- League: Negro National League
- Ballpark: Greenlee Field
- City: Pittsburgh
- Record: 52–29–3 (.637)
- League place: 2nd
- Managers: Oscar Charleston

= 1934 Pittsburgh Crawfords season =

The 1934 Pittsburgh Crawfords baseball team competed in Negro National League (NNL) during the 1934 baseball season. The team compiled a 52–29–3 record (43–27–2 in NNL games) and finished in second place the NNL.

The team featured five players who were later inducted into the Baseball Hall of Fame: manager/first baseman Oscar Charleston; center fielder Cool Papa Bell; catcher Josh Gibson; third baseman Judy Johnson; and pitcher Satchel Paige.

The team's leading batters included:
- Left fielder Vic Harris led the team with a .375 batting average.
- Catcher Josh Gibson led the team with a .604 slugging percentage, 56 runs scored, 19 doubles, 15 home runs, and 59 RBIs. His batting average was .310.
- Center fielder Cool Papa Bell led the team with 90 hits, 14 stolen bases, and 35 bases on balls.
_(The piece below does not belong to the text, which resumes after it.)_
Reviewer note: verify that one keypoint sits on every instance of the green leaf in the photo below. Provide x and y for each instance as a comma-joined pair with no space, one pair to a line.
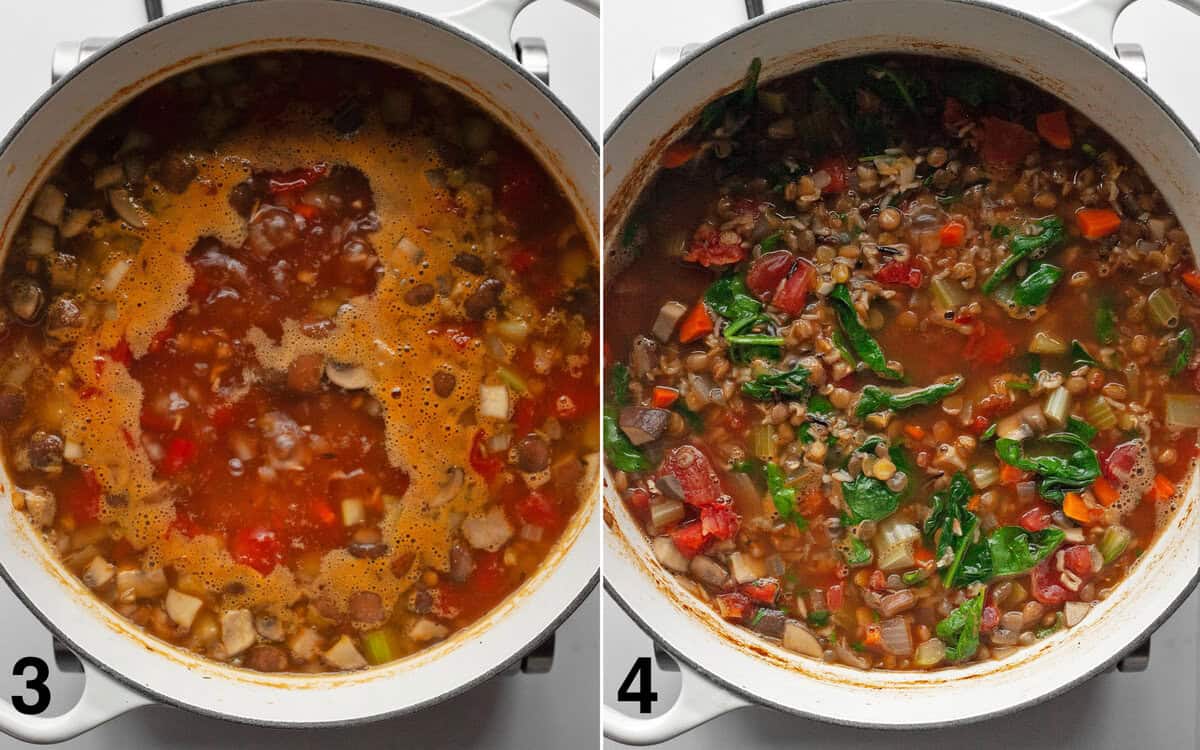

He compiled a .325 batting average and a .404 on-base percentage.
- First baseman Oscar Charleston led the team with a .406 on-base percentage and compiled a .322 batting average and a .498 slugging percentage.

The team's leading pitchers were:
- Satchel Paige compiled a 13–3 win–loss record with 152 strikeouts and a 1.61 earned run average (ERA) in 145-2/3 innings pitched.
- William Bell compiled an 11-4 record with 68 strikeouts and a 3.33 ERA in 135-1/3 innings pitched.
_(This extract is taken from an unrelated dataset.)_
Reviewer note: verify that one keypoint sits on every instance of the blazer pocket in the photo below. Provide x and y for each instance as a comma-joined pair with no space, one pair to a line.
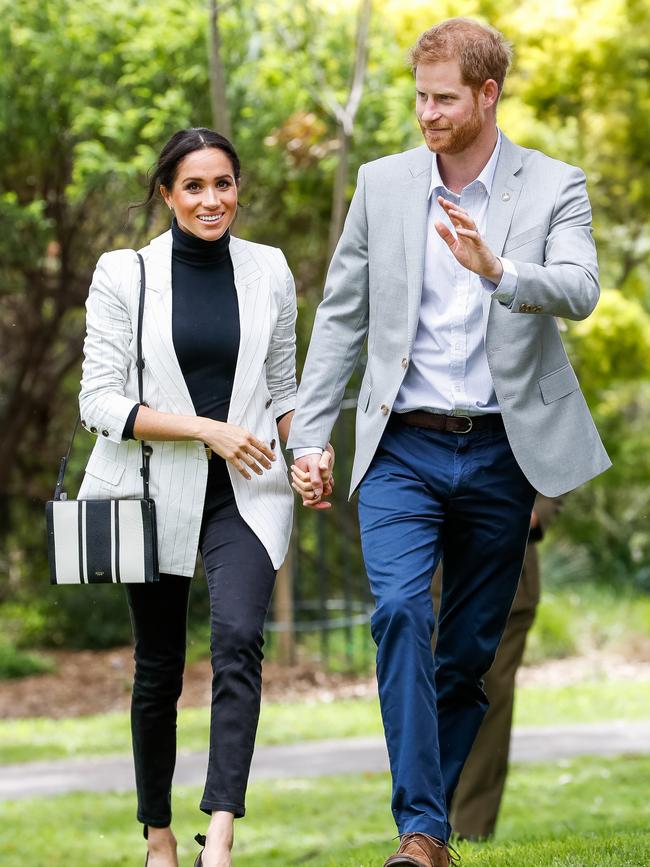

Other regular players included third baseman Judy Johnson (.261 batting average), second baseman Chester Williams (.321 batting average, shortstop Leroy Morney (.234 batting average), right fielder Jimmie Crutchfield (.287 batting average), right fielder Ted Page (.150 batting average), catcher Curtis Harris (.255 batting average), and pitchers Bert Hunter (4-5, 3.61 ERA), Leroy Matlock (5-4, 3.91 ERA), Sam Streeter (4-5, 6.15 ERA), and Harry Kincannon (6-4, 4.84 ERA).